Special thanks to my good friend, Frank, for mentioning this movie to me over coffee this week. He recommended it highly so this evening Belinda and I sat down and watched it. It's about a famous photographer who is dying and his road trip, with his son, to get four precious rolls of Kodachrome developed before the last Kodachrome development line in the world shuts down.
I cried near the end. Not for the plight or pathos of the characters but because the movie did such a good job reminding my how much I really miss shooting Kodachrome and Tri-X with my old Leica M4 and its attendant 50mm Summicron lens, and how much we've collectively lost in our changes of process and intention.
The shutting down of Kodachrome really seemed to be the signal that an era had ended and it was a time when we were young, idealistic, full of energy, and we worked hard at the making our visions special and real.
At the end of the movie I felt a deep and painful sense of loss. I'd put off grieving the end of my tenure with film and Leica M cameras and the weight of it hit me right between the eyes tonight.

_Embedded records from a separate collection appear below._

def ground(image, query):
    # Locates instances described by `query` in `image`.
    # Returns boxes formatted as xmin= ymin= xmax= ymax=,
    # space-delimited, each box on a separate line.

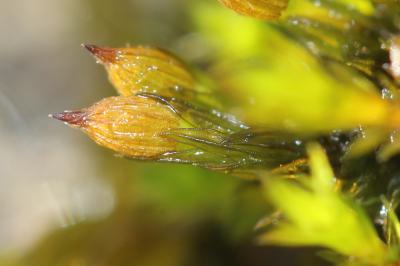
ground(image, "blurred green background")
xmin=0 ymin=0 xmax=328 ymax=266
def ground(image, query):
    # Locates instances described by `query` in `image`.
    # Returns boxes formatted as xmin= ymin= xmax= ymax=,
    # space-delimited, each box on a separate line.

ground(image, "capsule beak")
xmin=49 ymin=111 xmax=86 ymax=127
xmin=82 ymin=44 xmax=117 ymax=64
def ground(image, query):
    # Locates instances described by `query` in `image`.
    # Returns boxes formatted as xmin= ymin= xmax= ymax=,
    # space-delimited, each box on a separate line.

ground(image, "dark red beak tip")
xmin=82 ymin=44 xmax=116 ymax=64
xmin=49 ymin=111 xmax=86 ymax=127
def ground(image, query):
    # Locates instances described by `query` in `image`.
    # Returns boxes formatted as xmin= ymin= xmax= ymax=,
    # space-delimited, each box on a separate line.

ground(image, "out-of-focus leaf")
xmin=191 ymin=2 xmax=400 ymax=133
xmin=260 ymin=145 xmax=386 ymax=265
xmin=219 ymin=0 xmax=289 ymax=20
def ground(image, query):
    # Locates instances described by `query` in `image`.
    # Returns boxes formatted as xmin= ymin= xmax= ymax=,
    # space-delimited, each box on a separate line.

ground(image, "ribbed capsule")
xmin=52 ymin=96 xmax=179 ymax=159
xmin=219 ymin=0 xmax=288 ymax=20
xmin=85 ymin=45 xmax=194 ymax=96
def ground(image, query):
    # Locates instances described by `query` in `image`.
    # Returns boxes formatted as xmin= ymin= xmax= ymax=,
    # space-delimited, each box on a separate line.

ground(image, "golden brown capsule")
xmin=52 ymin=96 xmax=180 ymax=159
xmin=85 ymin=45 xmax=194 ymax=96
xmin=219 ymin=0 xmax=288 ymax=20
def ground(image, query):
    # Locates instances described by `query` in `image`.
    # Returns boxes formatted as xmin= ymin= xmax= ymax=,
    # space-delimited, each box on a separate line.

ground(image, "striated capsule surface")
xmin=85 ymin=45 xmax=194 ymax=96
xmin=52 ymin=96 xmax=179 ymax=159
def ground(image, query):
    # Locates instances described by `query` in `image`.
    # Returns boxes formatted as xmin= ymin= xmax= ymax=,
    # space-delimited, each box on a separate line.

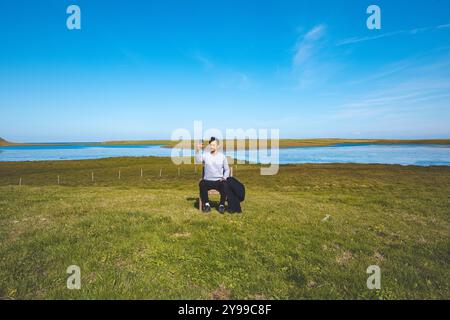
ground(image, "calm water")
xmin=0 ymin=145 xmax=450 ymax=166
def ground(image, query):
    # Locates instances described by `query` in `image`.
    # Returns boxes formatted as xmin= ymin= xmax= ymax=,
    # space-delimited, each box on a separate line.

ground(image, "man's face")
xmin=209 ymin=141 xmax=219 ymax=152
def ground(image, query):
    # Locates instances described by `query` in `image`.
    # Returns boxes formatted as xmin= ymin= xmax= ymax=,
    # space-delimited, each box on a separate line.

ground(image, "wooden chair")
xmin=198 ymin=167 xmax=233 ymax=211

After the movie I came out to the office and looked into the main storage closet. There are metal boxes in there with thousands of color slides; mostly Kodachrome. Next to them on a bookshelf are three different Leica Pradovit projectors. I haven't used then in years.
I'm going to load a tray of slides tomorrow and sit in the dark and look at them the way God and Kodak intended for us to look at color slides; projected large on a clean, white wall.
And then I may just have to reconsider my whole relationship with photography in its current manifestation....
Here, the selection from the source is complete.